Reisfelder voll Leichen Birmanern geht Kraft aus
09.05.2008, 15:21 UhrDie dreieinhalb Meter hohe Flutwelle hat sie überrascht. Die Familie von Myo Sandar Tun hatte sich vor dem Zyklon gerade auf das Dach eines Lagerhauses in Labutta im Irrawaddy-Delta gerettet. Doch dann kamen die Wassermassen, die sie fortrissen. Etwa 50 Verwandte hat die Birmanin durch den Zyklon "Nargis" verloren, darunter ihre Mutter und ihren Großvater. Erst nach Tagen erfuhr sie vom Schicksal ihrer Angehörigen. Nur ein Überlebender sei gefunden worden. "Die anderen waren weg", erzählt die 32-Jährige in der Hafenmetropole Rangun.
Es ist ähnlich wie beim Tsunami. Jeden Tag gibt es für die Menschen neue Hiobsbotschaften. Nur 30 Kilometer von Rangun entfernt beginnt das Grauen. Leichen treiben in Reisfeldern, im Katastrophengebiet sollen sich die Toten an den Stränden türmen und in Bäumen hängen. Nur wenig ist über die Lage im Irrawaddy-Delta bekannt. "Ich denke, was wir in den Medien sehen, ist nur die Spitze des Eisbergs", sagt Birke Herzbruch, Koordinatorin der Hilfsorganisation Malteser International.
Behörden machen alles nur noch schlimmer
Umso schlimmer ist es für die Helfer, dass sie immer noch nur schwer ins Katastrophengebiet kommen. Die Behörden verweigern die nötigen Reisegenehmigungen. Der Druck auf das Militärregime wächst. Viele Hilfskräfte warten im Ausland weiter auf ein Visum. Wenn sie es ins Land geschafft haben, ist ihre Bewegungsfreiheit extrem eingeschränkt. Da wirkt es wie Hohn, wenn das Staatsblatt "Neues Licht von Birma" neben Fotos von Lebensmitteltransporten einen Dank an die internationalen Organisationen für die Hilfe in der Not abdruckt.
In Rangun sind die Aufräumarbeiten zwar vorangeschritten. "Aber auch hier gibt es Gegenden mit Menschen, die immer noch auf Hilfe warten", sagt Herzbruch.
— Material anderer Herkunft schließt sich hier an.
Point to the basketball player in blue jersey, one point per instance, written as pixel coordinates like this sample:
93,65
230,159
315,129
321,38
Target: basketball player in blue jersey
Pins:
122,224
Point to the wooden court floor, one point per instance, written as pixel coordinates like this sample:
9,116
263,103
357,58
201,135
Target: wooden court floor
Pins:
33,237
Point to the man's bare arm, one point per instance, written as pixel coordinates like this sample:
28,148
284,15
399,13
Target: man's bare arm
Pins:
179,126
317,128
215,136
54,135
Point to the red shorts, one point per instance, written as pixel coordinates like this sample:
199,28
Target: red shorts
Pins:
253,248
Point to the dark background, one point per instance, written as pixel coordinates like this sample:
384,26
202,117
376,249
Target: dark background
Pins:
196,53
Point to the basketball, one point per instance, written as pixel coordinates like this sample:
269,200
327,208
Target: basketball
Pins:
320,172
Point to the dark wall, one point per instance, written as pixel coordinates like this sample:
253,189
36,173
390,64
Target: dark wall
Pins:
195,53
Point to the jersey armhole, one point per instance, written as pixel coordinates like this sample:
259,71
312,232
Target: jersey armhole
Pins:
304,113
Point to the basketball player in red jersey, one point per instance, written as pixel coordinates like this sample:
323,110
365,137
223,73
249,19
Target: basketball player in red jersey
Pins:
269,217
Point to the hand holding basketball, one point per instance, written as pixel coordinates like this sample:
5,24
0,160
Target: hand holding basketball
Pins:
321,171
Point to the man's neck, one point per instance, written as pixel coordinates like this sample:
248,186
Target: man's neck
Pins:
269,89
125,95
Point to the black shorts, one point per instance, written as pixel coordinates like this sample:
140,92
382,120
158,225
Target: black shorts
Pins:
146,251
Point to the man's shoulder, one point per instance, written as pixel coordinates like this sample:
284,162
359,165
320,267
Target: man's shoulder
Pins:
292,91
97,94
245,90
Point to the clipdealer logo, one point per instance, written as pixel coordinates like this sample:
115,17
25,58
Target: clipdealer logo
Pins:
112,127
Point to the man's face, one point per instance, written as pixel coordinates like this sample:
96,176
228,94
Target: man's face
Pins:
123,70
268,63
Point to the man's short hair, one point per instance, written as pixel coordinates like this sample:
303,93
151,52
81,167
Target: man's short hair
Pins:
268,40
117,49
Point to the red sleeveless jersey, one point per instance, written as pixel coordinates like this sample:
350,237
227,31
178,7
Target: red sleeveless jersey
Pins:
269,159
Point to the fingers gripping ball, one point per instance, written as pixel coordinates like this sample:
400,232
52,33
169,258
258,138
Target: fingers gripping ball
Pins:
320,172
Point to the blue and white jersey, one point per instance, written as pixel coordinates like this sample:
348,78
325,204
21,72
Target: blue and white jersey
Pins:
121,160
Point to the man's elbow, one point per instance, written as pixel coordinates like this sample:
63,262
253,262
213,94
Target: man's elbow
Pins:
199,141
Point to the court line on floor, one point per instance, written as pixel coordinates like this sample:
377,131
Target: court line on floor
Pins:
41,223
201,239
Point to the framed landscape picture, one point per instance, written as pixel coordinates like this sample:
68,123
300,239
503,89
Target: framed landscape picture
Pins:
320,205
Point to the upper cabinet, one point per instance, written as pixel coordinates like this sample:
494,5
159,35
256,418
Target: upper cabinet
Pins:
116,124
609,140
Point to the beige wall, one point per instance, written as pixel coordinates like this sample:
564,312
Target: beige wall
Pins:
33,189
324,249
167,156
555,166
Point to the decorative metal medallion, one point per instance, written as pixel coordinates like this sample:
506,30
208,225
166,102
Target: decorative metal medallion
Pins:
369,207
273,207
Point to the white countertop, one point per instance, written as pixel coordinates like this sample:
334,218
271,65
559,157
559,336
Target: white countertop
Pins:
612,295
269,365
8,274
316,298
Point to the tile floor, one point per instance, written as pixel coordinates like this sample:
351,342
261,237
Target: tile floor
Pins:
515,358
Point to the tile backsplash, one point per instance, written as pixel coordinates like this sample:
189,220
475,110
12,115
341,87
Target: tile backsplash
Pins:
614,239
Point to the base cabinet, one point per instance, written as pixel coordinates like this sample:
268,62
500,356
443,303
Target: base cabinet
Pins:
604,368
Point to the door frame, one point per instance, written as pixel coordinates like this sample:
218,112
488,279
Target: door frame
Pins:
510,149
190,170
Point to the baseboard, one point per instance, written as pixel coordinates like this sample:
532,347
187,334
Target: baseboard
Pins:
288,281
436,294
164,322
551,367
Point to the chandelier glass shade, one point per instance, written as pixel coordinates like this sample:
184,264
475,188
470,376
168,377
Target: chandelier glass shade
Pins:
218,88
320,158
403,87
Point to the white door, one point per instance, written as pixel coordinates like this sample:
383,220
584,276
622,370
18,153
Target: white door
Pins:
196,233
Die Zeit drängt: 120.000 Flüchtlinge harren allein in der Stadt Labutta aus. "Die Leute haben keine Kraft mehr", sagt Joakim Cotting von der Hilfsorganisation ADRA, die zusammen mit dem Welternährungsprogramm der Vereinten Nationen im Krisengebiet Lebensmittel verteilt.
Es geht ums nackte Überleben. Die Menschen müssen sich fürs erste mit einfachen Plastikplanen begnügen. Wie hoch die Zahl der Toten wirklich ist, wird man wohl nie genau wissen. Myo Sandar Tun, die ihre Familienangehörigen noch nicht einmal begraben kann, hat trotz ihres Schicksals die Kraft gefunden, zur Arbeit zurückzukehren. Nun hilft sie selbst Menschen in Not.